暴走族に恋をする。
「………私、あなたたちと友達になりたいです。」
少しだけでた涙を拭い、私は黒崎くんから離れて、目を見てそういった。
その言葉に黒崎くんは少し笑った。
「友達っつーのはいつの間にかなってるもんなんだよ。」
そういって。
「だってさっきは仲間だなんて思ってないって。」
「それはお前が素直じゃないからだろ。
いつまでたっても進歩しねーから。
まさか帰るほど傷つけるとは思ってなかったけど。」
「別に傷ついてません。」
「ほら、すぐ強がる。
でも悪かったな。」
「いえ。
………ありがとうございます。」
「つーかさ、その敬語どうにかなんねーの?」
「………気を付ける。
なんか癖になってるんです。
私はこんなにしっかりした人間だと見られたいがために。
…実際はそんなことないのに。」
「次敬語使ったらデコピンな。」
「えぇ!
…っていうか、黒崎くんのデコピン強すぎだし…」
「タイマン張ろうとしてたやつがよく言うわ。」
「だって…」
「どうせ、素直に友達になりたいって言えなかったからだろ。
俺はわかってやったからいいけどな、言わなきゃわかんねーやつもいるからな。
快斗みたいな。
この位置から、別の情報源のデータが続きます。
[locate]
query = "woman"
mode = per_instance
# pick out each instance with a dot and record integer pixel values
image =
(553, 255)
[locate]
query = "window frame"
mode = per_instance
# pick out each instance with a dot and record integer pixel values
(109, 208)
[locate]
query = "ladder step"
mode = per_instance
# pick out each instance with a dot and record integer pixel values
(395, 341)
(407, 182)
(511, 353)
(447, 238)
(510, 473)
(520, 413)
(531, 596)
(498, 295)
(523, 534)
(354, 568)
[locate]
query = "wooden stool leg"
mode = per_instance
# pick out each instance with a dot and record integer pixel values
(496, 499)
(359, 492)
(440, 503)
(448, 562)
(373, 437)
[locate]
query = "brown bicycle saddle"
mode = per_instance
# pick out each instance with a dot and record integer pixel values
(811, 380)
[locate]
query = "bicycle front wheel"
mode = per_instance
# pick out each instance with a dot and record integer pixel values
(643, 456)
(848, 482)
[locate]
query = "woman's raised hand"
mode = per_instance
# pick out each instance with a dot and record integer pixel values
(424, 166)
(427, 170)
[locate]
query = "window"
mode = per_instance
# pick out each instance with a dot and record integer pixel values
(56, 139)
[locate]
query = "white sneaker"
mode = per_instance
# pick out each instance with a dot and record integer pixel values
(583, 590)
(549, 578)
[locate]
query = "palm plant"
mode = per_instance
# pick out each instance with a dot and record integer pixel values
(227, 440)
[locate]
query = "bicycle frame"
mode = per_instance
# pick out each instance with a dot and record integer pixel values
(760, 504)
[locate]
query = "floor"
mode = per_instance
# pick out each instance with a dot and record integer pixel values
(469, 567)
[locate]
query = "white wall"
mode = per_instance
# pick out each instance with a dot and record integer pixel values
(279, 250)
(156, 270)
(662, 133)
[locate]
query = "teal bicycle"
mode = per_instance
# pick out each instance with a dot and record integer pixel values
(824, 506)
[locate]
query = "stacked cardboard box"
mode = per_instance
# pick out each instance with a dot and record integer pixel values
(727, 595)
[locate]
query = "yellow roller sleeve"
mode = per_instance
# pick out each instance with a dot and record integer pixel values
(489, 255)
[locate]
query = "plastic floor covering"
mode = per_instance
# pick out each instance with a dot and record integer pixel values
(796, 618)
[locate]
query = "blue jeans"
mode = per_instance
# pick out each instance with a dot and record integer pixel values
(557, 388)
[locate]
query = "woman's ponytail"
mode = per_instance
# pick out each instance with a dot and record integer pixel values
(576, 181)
」
「え?」
「暴走族嫌いとか言ってるくせに、快斗から離れないのはもうすでに好きになってるとかじゃねーの。」
「えっ!」
「………当たりかよ。
だけど素直になれねーのはまだ信じきれてないから、か。」
「…簡単に好きでもない人とキスするような人ですからね。」
「へー、そういうやつなのは知ってんだな。」
「さっきゆっきーさんから聞きました。
現場も見たことがあります。」
"誰にでも"の優しさはいらない。
私は、私だけへの優しさがほしい。